By that time, these guys will cash out and leave.

NoMoreNicksLeft|2 years ago

> The people who do the real contributing—posting, modding, defining the culture and building the communities that Reddit benefits from—are, as far as I can tell, more likely to get a lot angrier about abusive corporate nonsense, simply because they're more invested.

I suspect strongly that these people have been purged already over the past 2-3 years. You simply don't hear much about it, because de-platforming them muzzles most of them, and if anyone does complain elsewhere it's easy to smear them as Nazis or whatnot. I mean, they can't effectively defend themselves against that sort of lie when reddit has scrubbed their comment history from anyone else's view.

matkoniecz|2 years ago

Your claim that currently noone posts on Reddit and moderates Reddit is wrong and they were purged is wrong.

ImaCake|2 years ago

Those people aren't common on the default subreddits, which might make it feel like there is not much community. But in the places that count, the more niche communities that actually have real community, those people are still around.

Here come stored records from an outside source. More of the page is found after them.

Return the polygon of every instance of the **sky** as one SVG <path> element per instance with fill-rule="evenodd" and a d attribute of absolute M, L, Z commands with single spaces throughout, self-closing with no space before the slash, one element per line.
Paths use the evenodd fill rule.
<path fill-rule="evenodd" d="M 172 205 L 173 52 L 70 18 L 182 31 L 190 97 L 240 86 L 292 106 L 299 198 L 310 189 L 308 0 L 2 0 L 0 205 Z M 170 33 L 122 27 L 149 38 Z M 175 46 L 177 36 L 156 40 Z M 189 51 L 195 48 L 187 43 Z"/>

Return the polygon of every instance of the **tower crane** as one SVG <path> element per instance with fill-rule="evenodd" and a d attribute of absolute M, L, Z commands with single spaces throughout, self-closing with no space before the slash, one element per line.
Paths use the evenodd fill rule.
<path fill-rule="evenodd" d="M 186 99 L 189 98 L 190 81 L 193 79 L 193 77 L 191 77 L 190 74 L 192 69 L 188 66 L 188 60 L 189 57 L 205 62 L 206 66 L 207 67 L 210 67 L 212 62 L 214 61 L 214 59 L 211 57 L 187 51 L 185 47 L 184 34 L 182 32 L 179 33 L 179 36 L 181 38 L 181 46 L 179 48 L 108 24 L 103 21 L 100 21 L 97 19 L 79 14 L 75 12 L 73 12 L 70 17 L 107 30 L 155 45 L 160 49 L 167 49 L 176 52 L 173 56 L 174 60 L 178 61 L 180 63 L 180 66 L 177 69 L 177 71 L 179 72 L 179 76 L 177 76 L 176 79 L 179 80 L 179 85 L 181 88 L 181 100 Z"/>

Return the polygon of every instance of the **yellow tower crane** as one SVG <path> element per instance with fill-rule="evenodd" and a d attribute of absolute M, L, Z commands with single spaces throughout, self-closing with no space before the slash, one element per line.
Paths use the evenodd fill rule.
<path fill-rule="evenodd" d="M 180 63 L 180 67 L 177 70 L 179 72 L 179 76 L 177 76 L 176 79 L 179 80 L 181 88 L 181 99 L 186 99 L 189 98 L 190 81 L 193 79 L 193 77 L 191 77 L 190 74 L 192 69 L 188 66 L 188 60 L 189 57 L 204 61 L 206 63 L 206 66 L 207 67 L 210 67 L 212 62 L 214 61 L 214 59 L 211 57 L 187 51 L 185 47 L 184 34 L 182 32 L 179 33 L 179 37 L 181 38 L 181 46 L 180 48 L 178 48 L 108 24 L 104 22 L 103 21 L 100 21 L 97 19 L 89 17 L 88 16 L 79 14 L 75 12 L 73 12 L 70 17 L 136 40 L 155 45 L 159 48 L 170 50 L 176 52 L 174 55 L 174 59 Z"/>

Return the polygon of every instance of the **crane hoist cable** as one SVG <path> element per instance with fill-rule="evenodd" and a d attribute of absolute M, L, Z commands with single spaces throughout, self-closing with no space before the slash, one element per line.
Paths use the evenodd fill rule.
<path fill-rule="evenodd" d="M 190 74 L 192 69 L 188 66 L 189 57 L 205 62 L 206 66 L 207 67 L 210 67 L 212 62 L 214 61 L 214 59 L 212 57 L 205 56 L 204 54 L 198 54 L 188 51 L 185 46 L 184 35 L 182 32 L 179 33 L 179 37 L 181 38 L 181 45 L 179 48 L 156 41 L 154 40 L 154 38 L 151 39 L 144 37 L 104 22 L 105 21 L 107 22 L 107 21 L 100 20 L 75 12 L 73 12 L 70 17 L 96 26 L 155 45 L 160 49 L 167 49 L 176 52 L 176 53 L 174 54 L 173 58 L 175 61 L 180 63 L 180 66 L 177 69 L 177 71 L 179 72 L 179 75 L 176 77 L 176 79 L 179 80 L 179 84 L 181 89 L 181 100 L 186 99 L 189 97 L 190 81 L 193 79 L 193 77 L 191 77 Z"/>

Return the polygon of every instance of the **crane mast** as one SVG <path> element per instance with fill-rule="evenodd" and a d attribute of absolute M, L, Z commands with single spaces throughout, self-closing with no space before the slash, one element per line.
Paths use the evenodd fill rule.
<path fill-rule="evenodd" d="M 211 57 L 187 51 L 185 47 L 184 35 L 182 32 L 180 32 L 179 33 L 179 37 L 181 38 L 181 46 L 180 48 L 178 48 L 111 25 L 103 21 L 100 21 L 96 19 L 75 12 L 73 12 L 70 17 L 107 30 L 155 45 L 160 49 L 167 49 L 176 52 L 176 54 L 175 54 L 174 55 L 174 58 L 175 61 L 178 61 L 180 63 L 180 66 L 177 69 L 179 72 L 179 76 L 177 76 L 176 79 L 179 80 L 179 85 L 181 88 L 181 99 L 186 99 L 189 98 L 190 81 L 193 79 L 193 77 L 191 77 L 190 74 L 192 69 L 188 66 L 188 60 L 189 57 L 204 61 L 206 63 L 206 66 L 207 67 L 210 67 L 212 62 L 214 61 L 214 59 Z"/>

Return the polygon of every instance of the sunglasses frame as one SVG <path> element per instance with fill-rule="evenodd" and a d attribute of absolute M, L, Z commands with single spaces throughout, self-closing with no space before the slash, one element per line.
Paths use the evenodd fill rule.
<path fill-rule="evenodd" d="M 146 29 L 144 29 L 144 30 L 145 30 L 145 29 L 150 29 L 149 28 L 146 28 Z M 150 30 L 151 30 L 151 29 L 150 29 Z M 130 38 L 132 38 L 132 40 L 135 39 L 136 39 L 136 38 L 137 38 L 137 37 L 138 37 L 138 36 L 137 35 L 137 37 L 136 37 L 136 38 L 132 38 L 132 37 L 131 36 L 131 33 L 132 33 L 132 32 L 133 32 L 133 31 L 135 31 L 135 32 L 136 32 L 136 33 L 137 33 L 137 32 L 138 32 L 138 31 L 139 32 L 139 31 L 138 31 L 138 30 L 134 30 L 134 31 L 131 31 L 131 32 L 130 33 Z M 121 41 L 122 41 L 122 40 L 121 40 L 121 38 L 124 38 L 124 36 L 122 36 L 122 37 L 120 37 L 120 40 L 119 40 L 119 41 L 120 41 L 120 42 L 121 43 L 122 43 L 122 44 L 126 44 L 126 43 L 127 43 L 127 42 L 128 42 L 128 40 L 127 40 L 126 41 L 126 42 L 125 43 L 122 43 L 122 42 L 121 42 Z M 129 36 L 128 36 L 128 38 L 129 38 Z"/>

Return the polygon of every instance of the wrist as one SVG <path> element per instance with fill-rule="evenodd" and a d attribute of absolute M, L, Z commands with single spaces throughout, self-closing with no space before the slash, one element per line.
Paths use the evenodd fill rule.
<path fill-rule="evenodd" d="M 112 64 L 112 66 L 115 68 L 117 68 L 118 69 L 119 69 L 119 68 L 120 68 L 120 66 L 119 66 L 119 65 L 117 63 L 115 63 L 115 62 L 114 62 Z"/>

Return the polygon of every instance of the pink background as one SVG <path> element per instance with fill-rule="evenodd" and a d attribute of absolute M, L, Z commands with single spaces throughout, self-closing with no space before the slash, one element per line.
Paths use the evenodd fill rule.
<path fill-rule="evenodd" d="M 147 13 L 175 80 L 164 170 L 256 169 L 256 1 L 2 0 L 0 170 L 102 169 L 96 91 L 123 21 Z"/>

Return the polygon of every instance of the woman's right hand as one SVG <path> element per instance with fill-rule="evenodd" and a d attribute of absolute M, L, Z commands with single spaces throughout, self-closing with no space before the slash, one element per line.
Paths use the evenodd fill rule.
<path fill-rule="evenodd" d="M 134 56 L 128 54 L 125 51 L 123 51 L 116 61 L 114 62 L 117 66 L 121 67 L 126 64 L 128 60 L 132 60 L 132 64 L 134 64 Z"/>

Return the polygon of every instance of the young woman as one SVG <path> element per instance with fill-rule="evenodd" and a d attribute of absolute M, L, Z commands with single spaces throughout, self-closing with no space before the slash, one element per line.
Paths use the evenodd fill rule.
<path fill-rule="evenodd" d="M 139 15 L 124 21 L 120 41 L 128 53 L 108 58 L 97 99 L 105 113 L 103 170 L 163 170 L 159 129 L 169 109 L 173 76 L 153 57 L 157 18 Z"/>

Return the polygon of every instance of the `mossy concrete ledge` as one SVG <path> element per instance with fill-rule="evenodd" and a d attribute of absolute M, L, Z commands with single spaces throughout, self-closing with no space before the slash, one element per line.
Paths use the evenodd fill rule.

Besides, its a question of scale. There are loads of people like myself who make effort-post/comments sporadically on a few different platforms. There is enough such people that there can be (and is!) several viable twitter-like platforms at the moment. There's no reason the same can't be true for reddit.

balder1991|2 years ago

I commented about a month back how the /r/programming seemed dead in the last two years compared to Hacker News. It’s not even close to what it used to be, and I suspect the new design and other bad choices contributed to that. It’s like the really good programmers who made interesting comments I learned from left. But of course I was downvoted and someone said HN users are “probably inept nerds like me”.